The winning move should come either on Pertus, over Font de Cère, or on the final uphill ramp in Le Lioran.

Stage 10 verdict

Stage 10 is not the Tour’s biggest mountain stage, but it may be one of its most revealing.

The route does not rely on one giant climb. It asks repeated questions. It puts the hardest terrain late. It comes after a rest day. It follows a heat-shortened stage and a first week that has already reshaped the GC. It offers mountains points, breakaway freedom and enough final difficulty for the yellow jersey group to matter.

For Pogačar, it is a stage to control or kill, depending on how aggressive UAE want to be. For Vingegaard, it is a chance to probe. For Evenepoel, Del Toro and Ayuso, it is a podium danger day. For the breakaway riders, it may be the best mountain-stage opportunity so far.

Le Lioran will not decide the Tour outright.
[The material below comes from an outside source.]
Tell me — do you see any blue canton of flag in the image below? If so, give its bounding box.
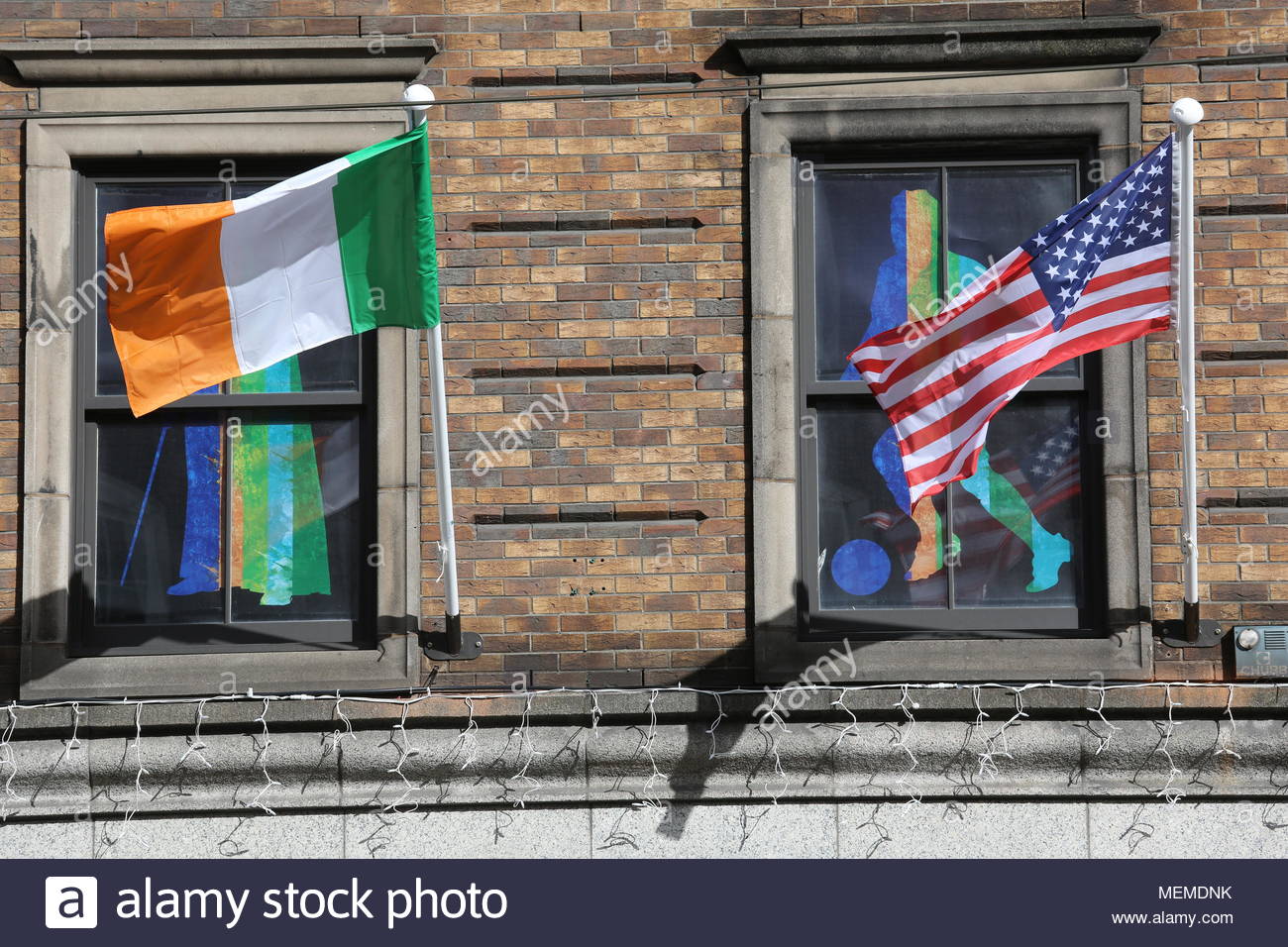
[1020,137,1172,330]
But it should show who has restarted properly after the rest day, and who is already beginning to feel the cost of the first week.

FAQs

What is stage 10 of the Tour de France 2026?

Stage 10 is a 166.6km mountain stage from Aurillac to Le Lioran on Tuesday 14 July 2026. It includes 3,800m of climbing and seven categorised climbs.

What time does stage 10 start?

The neutralised start is scheduled for 13:00 CEST, which is 12:00 BST in the UK.

What time will stage 10 finish?

The expected finish in Le Lioran is between 17:02 and 17:26 CEST, or 16:02-16:26 BST.

What are the main climbs on stage 10?

The main climbs are the Côte de Pailherols, Col de la Griffoul, Col de Prat de Bouc, Côte de Murat, Puy Mary – Pas de Peyrol, Col de Pertus and Col de Font de Cère.

Is stage 10 a GC day?

Yes, potentially. It may go to the breakaway, but the Puy Mary, Col de Pertus and Col de Font de Cère are hard enough and late enough for GC gaps to open.

Who are the favourites for stage 10?

Tadej Pogačar, Jonas Vingegaard, Remco Evenepoel, Isaac del Toro and Juan Ayuso are obvious GC names, while Richard Carapaz, Ben Healy, Pello Bilbao, Lenny Martinez and Tom Pidcock fit the breakaway or attacking profile.